Recovery from Running Injuries

Running injuries are going to happen.

At this point I should be considered an expert on the subject given how many times I’ve been injured. Many of my injuries date back to reckless play as an adolescent but as I’ve aged the injuries have gone from acute to overuse. These experiences, though frustrating, have given me the confidence to know that injuries are par for the course. You can bounce back, but it takes time and work.

Sometimes injuries can come on suddenly, other times there are warning signs that you missed. Either way you got injured, now what? The most common advice is, REST. While rest has some merit it is only a small part of recovery.

Here’s my general recommendations:

1. Stop or reduce running (depending on severity and pain during and after)

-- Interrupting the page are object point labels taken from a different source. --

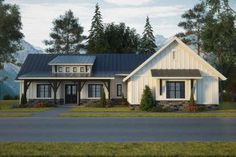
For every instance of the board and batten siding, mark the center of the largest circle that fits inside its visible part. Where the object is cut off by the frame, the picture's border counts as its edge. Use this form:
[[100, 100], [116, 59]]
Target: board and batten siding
[[206, 88]]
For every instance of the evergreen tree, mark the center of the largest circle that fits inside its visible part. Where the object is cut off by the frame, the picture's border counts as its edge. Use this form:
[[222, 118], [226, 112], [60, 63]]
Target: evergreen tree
[[10, 32], [120, 39], [192, 24], [66, 35], [147, 43], [147, 101], [95, 38]]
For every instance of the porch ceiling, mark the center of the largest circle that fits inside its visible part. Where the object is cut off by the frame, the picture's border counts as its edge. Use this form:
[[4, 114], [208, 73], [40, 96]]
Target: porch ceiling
[[176, 73]]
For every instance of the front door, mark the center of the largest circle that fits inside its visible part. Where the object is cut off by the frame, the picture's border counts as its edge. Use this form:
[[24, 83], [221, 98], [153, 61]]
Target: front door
[[70, 94]]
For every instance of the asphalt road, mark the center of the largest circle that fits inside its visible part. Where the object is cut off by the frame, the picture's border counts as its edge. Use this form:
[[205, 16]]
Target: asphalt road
[[48, 129]]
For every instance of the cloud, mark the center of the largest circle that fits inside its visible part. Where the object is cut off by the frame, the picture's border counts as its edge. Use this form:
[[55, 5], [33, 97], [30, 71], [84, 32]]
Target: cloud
[[128, 2]]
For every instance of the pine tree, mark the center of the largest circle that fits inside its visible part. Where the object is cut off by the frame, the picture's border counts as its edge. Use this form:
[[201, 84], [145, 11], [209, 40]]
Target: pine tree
[[147, 101], [10, 32], [66, 35], [147, 43], [95, 38], [193, 23]]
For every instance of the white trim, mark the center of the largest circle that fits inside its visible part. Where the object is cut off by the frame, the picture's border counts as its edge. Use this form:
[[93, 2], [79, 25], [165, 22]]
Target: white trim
[[182, 78], [164, 47], [74, 64], [66, 78]]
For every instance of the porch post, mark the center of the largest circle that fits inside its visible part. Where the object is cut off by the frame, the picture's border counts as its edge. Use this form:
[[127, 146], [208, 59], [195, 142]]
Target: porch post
[[55, 85], [109, 95], [79, 90], [26, 86]]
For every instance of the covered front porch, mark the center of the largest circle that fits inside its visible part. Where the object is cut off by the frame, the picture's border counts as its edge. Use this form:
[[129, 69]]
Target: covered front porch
[[66, 91]]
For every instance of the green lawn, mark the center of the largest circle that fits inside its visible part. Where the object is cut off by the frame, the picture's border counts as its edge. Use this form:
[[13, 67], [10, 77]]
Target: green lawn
[[181, 149], [24, 110], [146, 114], [15, 115], [228, 106], [5, 104]]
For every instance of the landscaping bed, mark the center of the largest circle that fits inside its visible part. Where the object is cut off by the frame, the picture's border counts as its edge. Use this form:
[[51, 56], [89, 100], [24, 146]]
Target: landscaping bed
[[216, 149]]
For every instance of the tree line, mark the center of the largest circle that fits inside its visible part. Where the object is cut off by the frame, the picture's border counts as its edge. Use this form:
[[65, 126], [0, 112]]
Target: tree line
[[66, 36], [209, 26]]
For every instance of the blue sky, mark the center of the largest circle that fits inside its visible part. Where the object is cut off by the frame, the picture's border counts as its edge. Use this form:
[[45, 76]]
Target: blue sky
[[37, 15]]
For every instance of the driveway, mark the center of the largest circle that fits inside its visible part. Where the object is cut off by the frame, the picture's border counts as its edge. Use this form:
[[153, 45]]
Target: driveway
[[44, 129]]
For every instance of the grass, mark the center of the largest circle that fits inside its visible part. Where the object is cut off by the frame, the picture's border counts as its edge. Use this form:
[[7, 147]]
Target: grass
[[24, 110], [107, 149], [146, 114], [15, 115], [5, 104], [228, 106]]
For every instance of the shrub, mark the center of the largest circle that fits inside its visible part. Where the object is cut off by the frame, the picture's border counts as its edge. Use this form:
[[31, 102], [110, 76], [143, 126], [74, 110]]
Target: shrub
[[147, 101], [124, 101], [23, 100], [103, 98], [8, 97]]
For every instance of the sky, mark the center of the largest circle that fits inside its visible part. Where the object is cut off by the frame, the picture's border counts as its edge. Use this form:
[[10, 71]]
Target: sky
[[37, 15]]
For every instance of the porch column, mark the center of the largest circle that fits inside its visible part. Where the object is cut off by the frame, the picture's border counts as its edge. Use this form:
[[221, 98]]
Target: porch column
[[79, 90], [107, 87], [55, 85], [26, 86]]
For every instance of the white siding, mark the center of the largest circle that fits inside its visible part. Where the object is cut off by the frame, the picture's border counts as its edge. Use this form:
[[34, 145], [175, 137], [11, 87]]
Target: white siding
[[32, 90], [206, 91]]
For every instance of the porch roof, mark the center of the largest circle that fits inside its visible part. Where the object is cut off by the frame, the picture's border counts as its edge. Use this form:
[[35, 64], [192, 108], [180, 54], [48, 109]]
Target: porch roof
[[73, 60], [176, 73]]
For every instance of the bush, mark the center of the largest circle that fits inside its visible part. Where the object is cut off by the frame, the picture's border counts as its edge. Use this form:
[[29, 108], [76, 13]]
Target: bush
[[7, 97], [23, 100], [103, 98], [147, 101]]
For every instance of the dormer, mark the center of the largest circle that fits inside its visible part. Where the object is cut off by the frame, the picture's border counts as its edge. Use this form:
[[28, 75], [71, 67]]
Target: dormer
[[72, 64]]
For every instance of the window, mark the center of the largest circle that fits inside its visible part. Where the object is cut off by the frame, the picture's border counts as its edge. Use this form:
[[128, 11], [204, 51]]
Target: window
[[81, 69], [119, 89], [175, 89], [94, 90], [67, 69], [43, 91], [74, 69], [60, 69]]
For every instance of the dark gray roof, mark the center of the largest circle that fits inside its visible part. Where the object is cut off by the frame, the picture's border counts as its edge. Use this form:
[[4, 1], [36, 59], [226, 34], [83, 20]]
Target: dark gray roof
[[105, 65], [72, 59], [175, 73]]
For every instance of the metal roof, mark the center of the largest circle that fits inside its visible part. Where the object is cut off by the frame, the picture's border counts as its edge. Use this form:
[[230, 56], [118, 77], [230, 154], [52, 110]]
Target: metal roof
[[175, 73], [73, 60], [105, 65]]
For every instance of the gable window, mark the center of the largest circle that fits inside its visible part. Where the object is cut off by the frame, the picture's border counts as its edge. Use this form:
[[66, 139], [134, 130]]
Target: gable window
[[74, 69], [43, 91], [119, 90], [67, 69], [94, 90], [81, 69], [60, 69], [175, 89]]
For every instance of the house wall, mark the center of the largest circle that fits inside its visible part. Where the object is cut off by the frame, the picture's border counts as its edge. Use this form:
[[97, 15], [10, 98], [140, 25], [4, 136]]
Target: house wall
[[32, 90], [175, 56]]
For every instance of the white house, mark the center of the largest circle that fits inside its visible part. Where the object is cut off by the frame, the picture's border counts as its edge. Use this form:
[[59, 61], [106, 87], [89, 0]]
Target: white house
[[171, 73]]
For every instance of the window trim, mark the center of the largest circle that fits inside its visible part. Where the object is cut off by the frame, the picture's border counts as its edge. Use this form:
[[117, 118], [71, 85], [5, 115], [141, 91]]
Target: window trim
[[117, 90], [74, 69], [183, 90], [44, 96], [81, 70], [67, 69], [96, 84], [60, 69]]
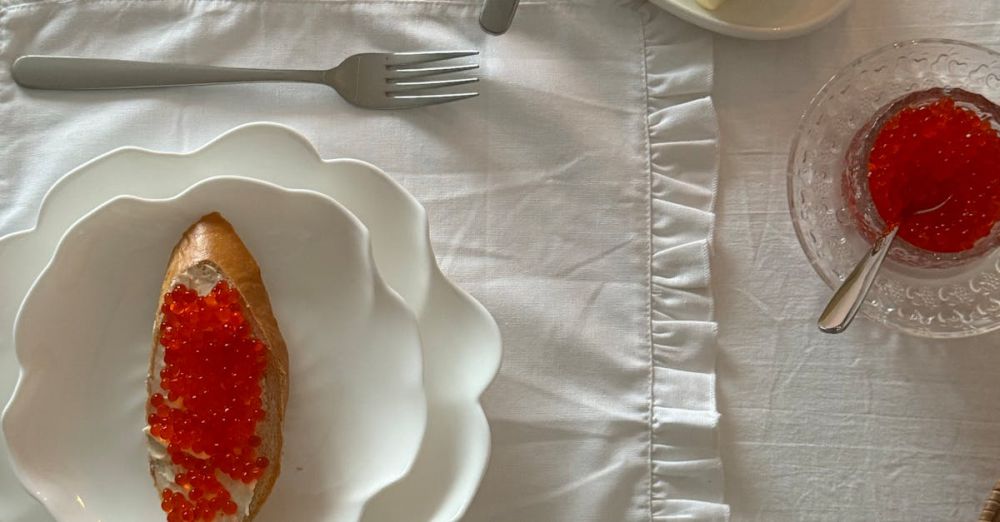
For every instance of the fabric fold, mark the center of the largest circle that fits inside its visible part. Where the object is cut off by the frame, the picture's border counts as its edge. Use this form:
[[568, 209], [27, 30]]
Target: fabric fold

2. Seek professional help (physiotherapy, massage, osteopath, chiropractor etc). You can utilize a team approach but often there is a best fit for the job.

3. Perform your prescribed exercises

Given time your injury will be on the mend and pain levels subside or potentially go away entirely . THIS IS IMPORTANT: You are now at the point where you were prior to getting injured. You need to do something to bolster your resilience so you don’t go down the path to reinjury.

This is prime time to start a post rehab exercise program while continuing with prescribed exercises that got you here.

As you get back to activity you will likely be hyper focused on what you are “feeling” (I can relate). Pay attention, but don’t dwell. Given time your body will regain its confidence and you will be free again. Free of pain, and free to run!